Was going to say the same.

There was a thread on this about a week ago. Men in their 40s may be considered hot property by their wives, but very rarely to attractive women half their age.

Palmfrond · 04/05/2022 10:59

KettrickenSmiled · 04/05/2022 10:34

Wow. A sensitive and honest post that actually helps the OP. You probably just broke mumsnet! You sound ace by the way

@Thedogshouses @Palmfrond Yup! & all achieved without mansplaining ... can somebody pass the smelling salts?
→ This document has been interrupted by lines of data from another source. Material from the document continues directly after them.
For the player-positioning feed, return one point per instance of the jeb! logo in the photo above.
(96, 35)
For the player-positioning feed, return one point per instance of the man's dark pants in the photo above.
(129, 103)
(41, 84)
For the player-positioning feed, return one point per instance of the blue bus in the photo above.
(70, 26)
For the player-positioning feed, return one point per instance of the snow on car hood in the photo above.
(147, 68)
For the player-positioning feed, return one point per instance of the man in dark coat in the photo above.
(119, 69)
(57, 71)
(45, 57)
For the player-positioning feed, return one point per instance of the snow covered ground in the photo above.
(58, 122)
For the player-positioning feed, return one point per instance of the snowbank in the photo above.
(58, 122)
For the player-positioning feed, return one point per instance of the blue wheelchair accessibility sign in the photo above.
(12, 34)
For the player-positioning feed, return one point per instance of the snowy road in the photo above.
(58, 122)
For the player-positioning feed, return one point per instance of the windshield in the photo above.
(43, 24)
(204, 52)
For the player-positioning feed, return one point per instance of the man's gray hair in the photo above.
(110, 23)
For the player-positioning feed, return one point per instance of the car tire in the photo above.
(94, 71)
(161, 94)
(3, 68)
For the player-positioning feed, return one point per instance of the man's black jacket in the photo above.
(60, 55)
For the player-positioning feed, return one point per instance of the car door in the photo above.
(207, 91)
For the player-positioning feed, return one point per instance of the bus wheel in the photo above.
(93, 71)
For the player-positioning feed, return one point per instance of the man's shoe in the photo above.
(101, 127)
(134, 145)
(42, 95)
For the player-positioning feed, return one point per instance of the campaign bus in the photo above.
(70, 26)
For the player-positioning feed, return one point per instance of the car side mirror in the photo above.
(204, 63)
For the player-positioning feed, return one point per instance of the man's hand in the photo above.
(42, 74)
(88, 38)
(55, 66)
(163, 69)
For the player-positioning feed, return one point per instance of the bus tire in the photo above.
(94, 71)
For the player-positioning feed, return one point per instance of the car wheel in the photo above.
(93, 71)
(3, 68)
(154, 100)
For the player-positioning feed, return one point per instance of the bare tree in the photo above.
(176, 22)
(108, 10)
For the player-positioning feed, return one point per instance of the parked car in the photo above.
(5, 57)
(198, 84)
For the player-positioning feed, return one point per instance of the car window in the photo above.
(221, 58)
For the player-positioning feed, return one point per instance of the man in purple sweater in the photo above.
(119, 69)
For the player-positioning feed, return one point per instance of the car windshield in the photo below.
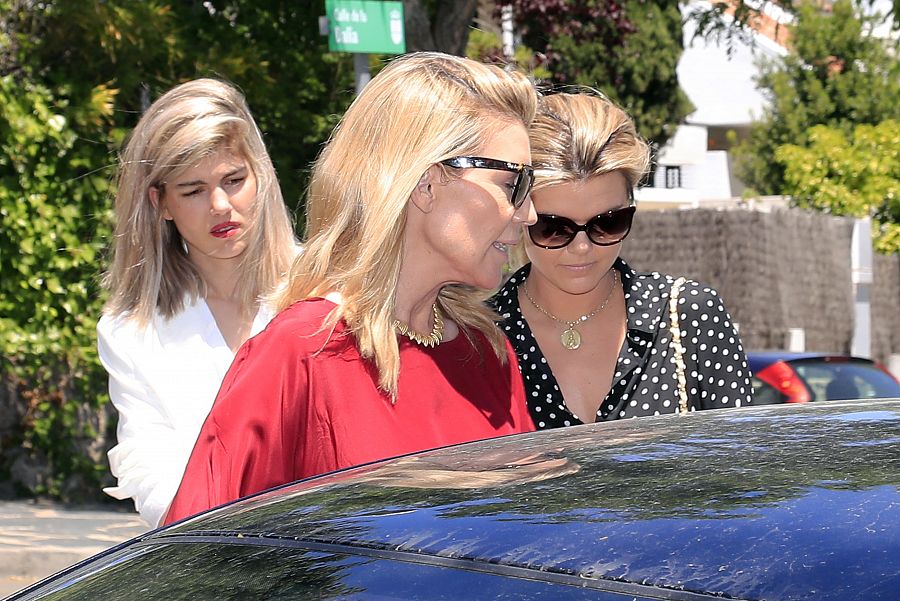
(841, 380)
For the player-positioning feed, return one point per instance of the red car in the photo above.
(783, 377)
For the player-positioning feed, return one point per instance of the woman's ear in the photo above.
(154, 200)
(422, 196)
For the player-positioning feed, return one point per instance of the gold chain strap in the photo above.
(677, 347)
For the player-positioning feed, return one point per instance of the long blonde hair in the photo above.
(150, 271)
(575, 137)
(419, 110)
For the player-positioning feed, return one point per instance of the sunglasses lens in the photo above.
(524, 181)
(611, 227)
(551, 232)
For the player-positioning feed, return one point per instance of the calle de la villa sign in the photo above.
(365, 26)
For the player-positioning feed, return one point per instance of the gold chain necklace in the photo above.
(429, 340)
(571, 338)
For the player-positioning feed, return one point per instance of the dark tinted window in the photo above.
(215, 572)
(841, 380)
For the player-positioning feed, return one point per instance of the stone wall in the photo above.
(786, 269)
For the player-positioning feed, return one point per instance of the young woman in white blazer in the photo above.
(201, 235)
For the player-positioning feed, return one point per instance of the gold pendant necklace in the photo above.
(427, 340)
(571, 338)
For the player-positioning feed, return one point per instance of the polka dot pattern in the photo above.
(645, 378)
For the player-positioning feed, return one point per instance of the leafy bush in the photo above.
(53, 201)
(856, 175)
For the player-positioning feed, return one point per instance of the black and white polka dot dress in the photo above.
(645, 379)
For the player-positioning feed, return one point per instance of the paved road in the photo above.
(39, 539)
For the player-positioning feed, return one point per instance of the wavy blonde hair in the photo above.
(150, 271)
(419, 110)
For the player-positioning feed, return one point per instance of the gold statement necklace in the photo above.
(428, 340)
(571, 338)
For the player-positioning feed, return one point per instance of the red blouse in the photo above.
(299, 402)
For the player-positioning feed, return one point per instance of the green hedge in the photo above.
(55, 220)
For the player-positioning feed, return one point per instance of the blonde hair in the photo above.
(419, 110)
(150, 270)
(575, 137)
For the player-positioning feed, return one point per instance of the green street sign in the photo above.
(365, 26)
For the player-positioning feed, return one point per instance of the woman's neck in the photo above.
(562, 304)
(221, 278)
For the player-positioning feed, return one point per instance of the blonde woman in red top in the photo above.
(384, 346)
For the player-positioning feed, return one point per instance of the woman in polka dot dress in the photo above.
(593, 337)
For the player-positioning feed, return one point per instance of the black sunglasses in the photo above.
(524, 174)
(606, 229)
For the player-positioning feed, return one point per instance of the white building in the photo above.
(694, 168)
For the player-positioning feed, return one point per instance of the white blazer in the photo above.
(163, 381)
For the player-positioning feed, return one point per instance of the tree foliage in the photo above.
(857, 175)
(74, 77)
(836, 74)
(627, 49)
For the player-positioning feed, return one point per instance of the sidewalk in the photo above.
(39, 539)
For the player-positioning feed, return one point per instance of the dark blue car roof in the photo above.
(780, 502)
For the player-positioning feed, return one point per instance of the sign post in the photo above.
(363, 27)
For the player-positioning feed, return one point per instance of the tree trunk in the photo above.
(448, 32)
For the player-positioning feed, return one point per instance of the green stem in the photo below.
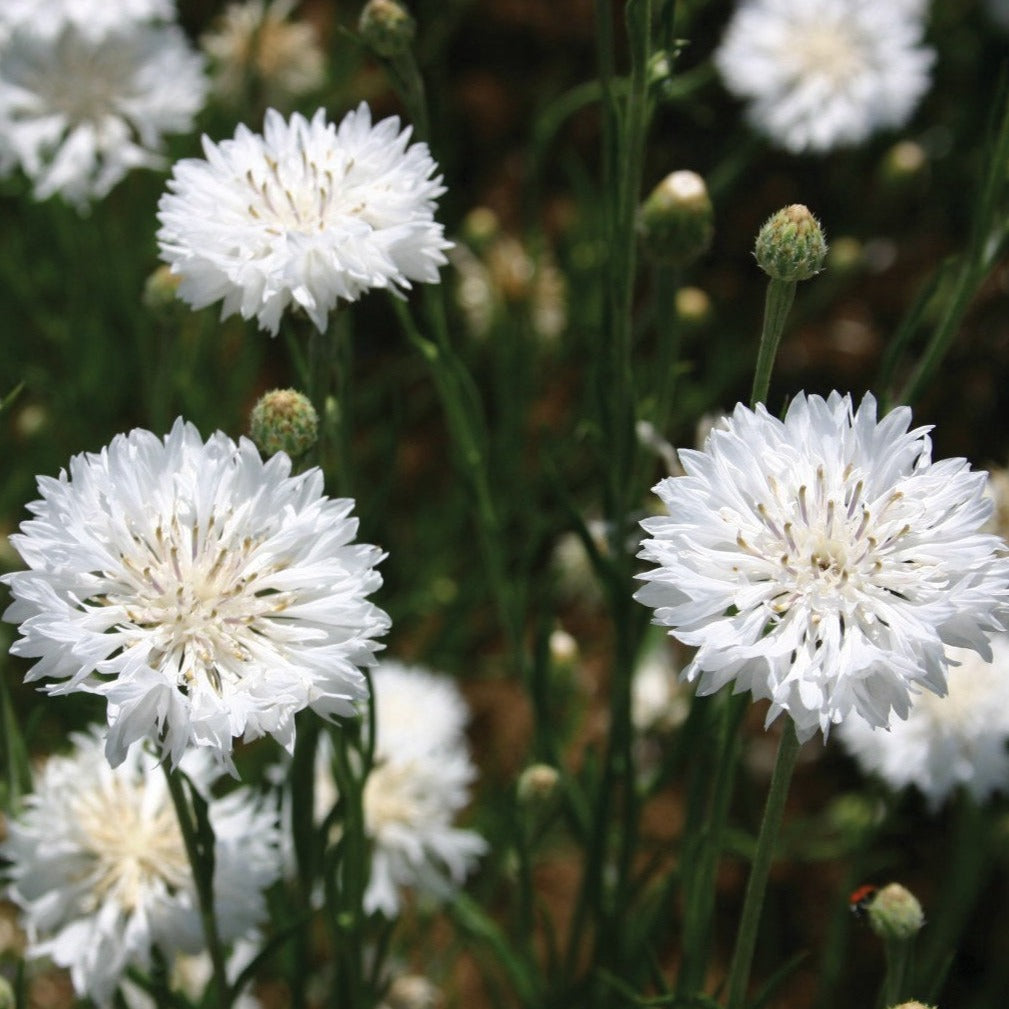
(780, 295)
(201, 857)
(746, 940)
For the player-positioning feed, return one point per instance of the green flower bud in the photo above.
(791, 246)
(538, 784)
(894, 913)
(284, 420)
(676, 222)
(386, 27)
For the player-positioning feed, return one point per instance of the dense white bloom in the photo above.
(946, 742)
(824, 561)
(78, 112)
(818, 74)
(206, 593)
(256, 39)
(419, 783)
(99, 868)
(306, 214)
(92, 18)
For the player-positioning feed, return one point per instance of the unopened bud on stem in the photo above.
(386, 27)
(791, 246)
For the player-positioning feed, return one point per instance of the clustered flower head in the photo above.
(822, 74)
(257, 41)
(824, 561)
(418, 785)
(305, 215)
(89, 92)
(204, 592)
(99, 868)
(946, 743)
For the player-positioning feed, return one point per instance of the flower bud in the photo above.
(386, 27)
(676, 222)
(791, 246)
(284, 420)
(894, 913)
(537, 784)
(159, 289)
(412, 991)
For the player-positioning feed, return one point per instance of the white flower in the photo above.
(99, 868)
(946, 742)
(824, 561)
(419, 783)
(204, 592)
(819, 74)
(78, 112)
(92, 18)
(305, 215)
(257, 38)
(659, 700)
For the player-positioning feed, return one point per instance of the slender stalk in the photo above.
(780, 295)
(202, 863)
(746, 939)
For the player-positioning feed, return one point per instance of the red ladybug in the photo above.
(861, 898)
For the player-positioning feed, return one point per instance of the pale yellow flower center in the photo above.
(132, 850)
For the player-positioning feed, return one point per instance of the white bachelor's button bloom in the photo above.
(93, 18)
(824, 561)
(98, 865)
(306, 214)
(78, 112)
(946, 742)
(255, 42)
(204, 592)
(418, 785)
(819, 74)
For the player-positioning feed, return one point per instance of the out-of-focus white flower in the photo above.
(92, 18)
(823, 562)
(306, 214)
(204, 592)
(659, 701)
(946, 743)
(98, 865)
(78, 113)
(418, 785)
(820, 74)
(255, 41)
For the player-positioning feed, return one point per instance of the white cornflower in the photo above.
(92, 18)
(824, 561)
(307, 214)
(419, 783)
(78, 113)
(256, 41)
(98, 865)
(820, 74)
(204, 592)
(946, 742)
(660, 702)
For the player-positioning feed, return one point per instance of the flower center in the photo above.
(133, 849)
(821, 50)
(828, 546)
(390, 797)
(297, 195)
(198, 598)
For your mansplaining needs, please see every other post I’ve made on mumsnet.

DeskInUse · 04/05/2022 11:01

Could be a number of things, could be a crush, could be an affair or maybe someone told him he stinks and he's now making an effort, although that wouldn't explain the extra shift.

Blossomtoes · 04/05/2022 11:02

MintyMoocow · 03/05/2022 20:34

On the upside, she is unlikely to fancy him back. He’s probably making a bit of a prat of himself.

This. He’s deluded if he thinks a woman 20+ years younger who’s already senior to him is going to look at him twice.

Charley50 · 04/05/2022 11:59

Lots of women in their twenties go for men in their forties...

CloudPine · 04/05/2022 12:03

Just be grateful he's started to wash.